W nocy w jednym z polskich szpitali pojawił się ogień. W wyniku pożaru zginął mężczyzna, który był pacjentem tejże placówki. Oto makabryczne okoliczności tragedii.
Dramatyczne skutki pożaru szpitala przy ul. Okólnej w Łodzi
Z poniedziałku na wtorek (26/27 grudnia), po północy w Wojewódzkim Zespole Zakładów Opieki Zdrowotnej Centrum Leczenia Chorób Płuc i Rehabilitacji przy ul. Okólnej w Łodzi wybuchł pożar.
Na miejsce zdarzenia wysłano dziewięć zastępów straży pożarnej (osiem jednostek PSP oraz jedną OSP). Mundurowi walczyli z ogniem przez trzy godziny. Dodajmy, że pożar wybuchł w pomieszczeniu na pierwszym piętrze, w pawilonie C szpitala w Łodzi.
Niestety w wyniku pożaru zginął 72-letni pacjent łódzkiej lecznicy. Natomiast dwie osoby z personelu medycznego, które pomagały w ewakuacji chorych, zostały ranne. Łącznie palący się budynek opuściło 40 osób: 32 pacjentów i 8 pracowników.

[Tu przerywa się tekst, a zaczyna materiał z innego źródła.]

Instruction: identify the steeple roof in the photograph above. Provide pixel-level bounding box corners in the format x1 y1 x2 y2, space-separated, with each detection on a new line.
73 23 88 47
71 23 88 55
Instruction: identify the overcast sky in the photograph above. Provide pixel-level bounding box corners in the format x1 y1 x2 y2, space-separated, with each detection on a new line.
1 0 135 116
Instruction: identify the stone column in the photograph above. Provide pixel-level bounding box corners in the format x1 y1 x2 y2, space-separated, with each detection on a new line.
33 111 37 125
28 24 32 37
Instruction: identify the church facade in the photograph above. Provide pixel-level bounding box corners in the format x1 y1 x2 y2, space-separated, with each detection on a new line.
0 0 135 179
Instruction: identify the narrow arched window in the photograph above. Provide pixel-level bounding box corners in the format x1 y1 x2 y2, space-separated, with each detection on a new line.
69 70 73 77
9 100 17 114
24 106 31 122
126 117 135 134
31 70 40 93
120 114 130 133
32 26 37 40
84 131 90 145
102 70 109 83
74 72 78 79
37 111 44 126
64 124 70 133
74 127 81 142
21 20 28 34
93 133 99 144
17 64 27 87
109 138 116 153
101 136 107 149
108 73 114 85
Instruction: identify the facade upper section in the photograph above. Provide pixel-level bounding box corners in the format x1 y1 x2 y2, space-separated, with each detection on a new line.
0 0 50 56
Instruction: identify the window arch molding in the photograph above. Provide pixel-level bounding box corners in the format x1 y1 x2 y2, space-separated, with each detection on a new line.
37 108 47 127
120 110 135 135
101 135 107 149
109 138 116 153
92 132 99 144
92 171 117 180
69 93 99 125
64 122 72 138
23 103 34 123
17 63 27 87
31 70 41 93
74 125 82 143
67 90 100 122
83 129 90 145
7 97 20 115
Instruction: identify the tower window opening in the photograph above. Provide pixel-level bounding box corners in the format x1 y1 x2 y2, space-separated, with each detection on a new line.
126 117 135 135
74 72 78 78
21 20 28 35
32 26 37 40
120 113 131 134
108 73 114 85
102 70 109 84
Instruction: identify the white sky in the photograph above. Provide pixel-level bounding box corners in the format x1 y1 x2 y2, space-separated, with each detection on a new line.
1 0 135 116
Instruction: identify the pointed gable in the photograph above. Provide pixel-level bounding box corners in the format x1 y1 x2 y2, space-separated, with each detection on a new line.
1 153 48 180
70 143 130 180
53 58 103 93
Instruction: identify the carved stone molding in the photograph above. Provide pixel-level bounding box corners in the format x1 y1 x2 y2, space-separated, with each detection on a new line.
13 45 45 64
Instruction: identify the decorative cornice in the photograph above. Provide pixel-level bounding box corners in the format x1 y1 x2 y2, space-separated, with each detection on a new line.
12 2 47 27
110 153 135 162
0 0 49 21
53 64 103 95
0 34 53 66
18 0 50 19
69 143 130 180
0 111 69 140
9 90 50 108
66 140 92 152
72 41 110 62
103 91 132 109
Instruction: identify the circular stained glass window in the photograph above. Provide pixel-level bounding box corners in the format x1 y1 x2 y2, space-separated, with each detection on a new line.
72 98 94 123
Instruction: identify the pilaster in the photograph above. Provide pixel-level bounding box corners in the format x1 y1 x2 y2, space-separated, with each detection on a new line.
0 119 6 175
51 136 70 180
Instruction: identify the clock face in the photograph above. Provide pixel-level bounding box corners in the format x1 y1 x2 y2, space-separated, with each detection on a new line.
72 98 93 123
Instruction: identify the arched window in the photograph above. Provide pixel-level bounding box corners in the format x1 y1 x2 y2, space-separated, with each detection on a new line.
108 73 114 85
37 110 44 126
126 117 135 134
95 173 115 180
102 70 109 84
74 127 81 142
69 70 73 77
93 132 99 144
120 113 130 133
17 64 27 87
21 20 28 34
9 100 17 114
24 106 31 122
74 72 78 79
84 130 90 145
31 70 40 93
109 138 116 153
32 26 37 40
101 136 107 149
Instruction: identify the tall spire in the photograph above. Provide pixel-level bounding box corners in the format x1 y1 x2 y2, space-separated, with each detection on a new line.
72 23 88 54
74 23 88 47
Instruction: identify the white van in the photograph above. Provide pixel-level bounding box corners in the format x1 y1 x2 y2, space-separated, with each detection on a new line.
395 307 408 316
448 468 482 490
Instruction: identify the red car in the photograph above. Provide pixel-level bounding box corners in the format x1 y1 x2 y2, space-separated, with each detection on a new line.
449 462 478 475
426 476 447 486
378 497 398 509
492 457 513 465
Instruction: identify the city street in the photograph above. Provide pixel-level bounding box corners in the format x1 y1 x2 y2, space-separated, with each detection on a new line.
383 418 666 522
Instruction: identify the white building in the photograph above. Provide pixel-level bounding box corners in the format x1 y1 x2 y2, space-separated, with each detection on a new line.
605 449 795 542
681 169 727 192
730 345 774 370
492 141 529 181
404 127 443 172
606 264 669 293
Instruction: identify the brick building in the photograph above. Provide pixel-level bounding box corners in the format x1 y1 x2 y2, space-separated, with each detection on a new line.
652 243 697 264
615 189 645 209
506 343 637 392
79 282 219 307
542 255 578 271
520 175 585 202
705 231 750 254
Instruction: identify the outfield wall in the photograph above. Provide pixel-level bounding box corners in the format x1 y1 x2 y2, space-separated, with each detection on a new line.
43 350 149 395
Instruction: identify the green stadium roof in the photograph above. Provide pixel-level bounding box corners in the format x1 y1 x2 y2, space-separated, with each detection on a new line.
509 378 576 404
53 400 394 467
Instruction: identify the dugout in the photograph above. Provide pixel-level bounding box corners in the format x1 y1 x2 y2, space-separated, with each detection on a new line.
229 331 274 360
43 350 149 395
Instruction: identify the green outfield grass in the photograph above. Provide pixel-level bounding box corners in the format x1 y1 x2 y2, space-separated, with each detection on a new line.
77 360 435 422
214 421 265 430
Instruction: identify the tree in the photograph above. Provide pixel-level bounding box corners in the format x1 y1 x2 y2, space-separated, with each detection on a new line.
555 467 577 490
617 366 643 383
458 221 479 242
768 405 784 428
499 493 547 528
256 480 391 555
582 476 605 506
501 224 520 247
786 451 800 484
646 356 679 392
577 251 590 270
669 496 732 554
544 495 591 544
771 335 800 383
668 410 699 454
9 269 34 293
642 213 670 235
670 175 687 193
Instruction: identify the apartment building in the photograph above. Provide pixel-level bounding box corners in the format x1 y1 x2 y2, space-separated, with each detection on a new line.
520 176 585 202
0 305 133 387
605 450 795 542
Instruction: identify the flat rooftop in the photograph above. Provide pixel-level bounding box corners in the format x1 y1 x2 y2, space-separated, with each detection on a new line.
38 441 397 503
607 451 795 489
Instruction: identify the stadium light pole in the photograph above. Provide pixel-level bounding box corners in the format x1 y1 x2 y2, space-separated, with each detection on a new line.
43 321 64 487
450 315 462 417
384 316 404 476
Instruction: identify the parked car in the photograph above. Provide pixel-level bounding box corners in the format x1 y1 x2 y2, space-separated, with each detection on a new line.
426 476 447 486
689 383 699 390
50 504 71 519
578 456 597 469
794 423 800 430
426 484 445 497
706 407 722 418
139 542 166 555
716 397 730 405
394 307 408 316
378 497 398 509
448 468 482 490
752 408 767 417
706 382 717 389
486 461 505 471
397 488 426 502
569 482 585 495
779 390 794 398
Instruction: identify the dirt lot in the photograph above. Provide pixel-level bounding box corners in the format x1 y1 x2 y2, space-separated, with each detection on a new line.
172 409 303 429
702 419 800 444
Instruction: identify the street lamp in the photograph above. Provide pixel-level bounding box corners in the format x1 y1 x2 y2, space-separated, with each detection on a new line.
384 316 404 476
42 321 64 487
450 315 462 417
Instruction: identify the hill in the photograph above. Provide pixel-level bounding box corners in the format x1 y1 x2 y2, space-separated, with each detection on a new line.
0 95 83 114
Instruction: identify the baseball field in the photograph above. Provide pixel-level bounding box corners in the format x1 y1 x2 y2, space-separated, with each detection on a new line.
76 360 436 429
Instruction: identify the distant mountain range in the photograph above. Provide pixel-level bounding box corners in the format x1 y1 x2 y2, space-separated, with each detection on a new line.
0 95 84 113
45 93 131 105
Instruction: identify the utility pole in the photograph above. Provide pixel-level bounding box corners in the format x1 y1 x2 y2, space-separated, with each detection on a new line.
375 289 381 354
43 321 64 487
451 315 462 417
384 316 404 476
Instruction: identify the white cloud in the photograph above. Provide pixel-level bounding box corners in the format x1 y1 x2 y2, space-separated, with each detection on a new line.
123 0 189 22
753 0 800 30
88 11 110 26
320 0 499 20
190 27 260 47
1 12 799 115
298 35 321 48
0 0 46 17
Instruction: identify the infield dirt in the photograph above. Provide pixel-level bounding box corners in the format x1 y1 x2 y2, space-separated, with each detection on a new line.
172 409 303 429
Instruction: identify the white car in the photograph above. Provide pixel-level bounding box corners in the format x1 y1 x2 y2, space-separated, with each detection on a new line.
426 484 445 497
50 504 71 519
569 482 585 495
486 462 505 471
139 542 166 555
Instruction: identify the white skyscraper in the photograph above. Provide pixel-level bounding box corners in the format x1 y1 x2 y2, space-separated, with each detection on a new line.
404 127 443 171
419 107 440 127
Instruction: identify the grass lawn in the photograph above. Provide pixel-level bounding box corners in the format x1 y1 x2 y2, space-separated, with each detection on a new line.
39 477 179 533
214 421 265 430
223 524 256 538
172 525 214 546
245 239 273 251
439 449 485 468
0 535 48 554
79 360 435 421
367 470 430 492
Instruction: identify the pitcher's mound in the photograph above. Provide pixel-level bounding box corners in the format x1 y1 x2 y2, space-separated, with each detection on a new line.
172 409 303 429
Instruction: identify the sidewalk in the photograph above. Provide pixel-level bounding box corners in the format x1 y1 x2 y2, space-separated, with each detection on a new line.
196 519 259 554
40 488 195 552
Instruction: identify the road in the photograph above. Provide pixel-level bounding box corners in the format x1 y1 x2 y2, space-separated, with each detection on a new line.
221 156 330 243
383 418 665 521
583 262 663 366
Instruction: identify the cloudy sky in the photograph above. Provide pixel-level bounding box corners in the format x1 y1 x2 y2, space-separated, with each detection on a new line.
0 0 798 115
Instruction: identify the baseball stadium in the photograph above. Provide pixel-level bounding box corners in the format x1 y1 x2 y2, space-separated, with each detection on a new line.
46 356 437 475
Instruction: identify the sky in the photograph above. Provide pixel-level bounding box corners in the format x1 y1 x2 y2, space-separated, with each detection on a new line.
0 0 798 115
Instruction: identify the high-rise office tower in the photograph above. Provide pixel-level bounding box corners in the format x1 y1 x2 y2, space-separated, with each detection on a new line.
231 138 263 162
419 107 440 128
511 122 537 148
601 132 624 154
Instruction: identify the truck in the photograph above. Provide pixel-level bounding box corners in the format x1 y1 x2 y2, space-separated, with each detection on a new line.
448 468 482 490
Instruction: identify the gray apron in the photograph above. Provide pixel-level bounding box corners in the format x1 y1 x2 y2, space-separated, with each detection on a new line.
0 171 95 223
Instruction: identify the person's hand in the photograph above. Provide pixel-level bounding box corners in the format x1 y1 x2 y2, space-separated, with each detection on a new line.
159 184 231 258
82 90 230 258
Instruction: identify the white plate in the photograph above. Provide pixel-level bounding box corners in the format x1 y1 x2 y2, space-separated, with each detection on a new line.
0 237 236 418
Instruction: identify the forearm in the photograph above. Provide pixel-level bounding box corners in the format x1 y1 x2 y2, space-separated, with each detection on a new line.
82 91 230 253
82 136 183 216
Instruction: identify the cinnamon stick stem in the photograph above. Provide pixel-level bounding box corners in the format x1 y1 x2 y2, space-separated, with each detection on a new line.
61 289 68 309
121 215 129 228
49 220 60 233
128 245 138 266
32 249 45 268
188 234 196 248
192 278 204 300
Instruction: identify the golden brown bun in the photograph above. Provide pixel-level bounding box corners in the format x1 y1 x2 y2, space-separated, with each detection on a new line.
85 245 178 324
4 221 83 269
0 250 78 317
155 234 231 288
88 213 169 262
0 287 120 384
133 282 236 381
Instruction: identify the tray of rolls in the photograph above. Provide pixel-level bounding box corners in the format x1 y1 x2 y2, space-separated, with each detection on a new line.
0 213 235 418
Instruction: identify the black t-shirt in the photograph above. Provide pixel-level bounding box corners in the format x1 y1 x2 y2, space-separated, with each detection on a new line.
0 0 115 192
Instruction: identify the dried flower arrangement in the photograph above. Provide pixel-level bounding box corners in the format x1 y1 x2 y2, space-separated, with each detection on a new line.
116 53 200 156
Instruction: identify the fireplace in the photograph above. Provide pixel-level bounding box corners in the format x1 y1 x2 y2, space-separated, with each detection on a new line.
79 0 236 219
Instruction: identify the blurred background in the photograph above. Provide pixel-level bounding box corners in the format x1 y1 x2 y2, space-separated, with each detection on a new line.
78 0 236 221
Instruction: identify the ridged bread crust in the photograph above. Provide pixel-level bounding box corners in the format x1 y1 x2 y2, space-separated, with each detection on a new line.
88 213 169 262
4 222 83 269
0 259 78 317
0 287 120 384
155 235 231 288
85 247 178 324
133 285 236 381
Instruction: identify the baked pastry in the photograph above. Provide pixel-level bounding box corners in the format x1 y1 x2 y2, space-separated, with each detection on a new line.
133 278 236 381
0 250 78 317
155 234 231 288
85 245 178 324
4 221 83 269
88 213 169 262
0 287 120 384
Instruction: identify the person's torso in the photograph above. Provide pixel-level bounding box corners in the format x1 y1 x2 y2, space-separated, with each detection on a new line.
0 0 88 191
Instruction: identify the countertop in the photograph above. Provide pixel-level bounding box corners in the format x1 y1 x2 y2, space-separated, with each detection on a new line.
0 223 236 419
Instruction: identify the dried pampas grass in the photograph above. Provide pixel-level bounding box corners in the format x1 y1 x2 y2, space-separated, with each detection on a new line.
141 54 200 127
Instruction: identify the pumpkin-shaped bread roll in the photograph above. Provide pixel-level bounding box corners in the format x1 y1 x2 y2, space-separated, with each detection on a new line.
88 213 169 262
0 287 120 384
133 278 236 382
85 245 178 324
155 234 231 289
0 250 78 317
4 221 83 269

Głos w sprawie dramatu zabrał przedstawiciel służb. „Pożar wybuchł w pawilonie „C”, w sali, gdzie przebywał jeden mężczyzna. To ok. 70-letni pacjent, który okazał się, niestety, ofiarą śmiertelną. Pomieszczenie doszczętnie spłonęło” – przekazał oficer prasowy Komendanta Miejskiego PSP w Łodzi mł. kpt. Łukasz Górczyński. „Dwie poszkodowane osoby podtruły się gazami pożarowymi i zostały hospitalizowane” – dodał mundurowy. Zdaniem mediów chodzi o dwie pielęgniarki, które mają mieć obrażenia „o charakterze wziewno-oddechowym”.
Warto zwrócić uwagę, iż prawdopodobną przyczyną pożaru było zaprószenie ognia przez pacjenta, który poniósł śmierć. Aktualnie trwa dokładne ustalanie okoliczności dramatu w łódzkim szpitalu. Dodajmy, iż funkcjonariusze policji przeprowadzają czynności pod nadzorem prokuratora.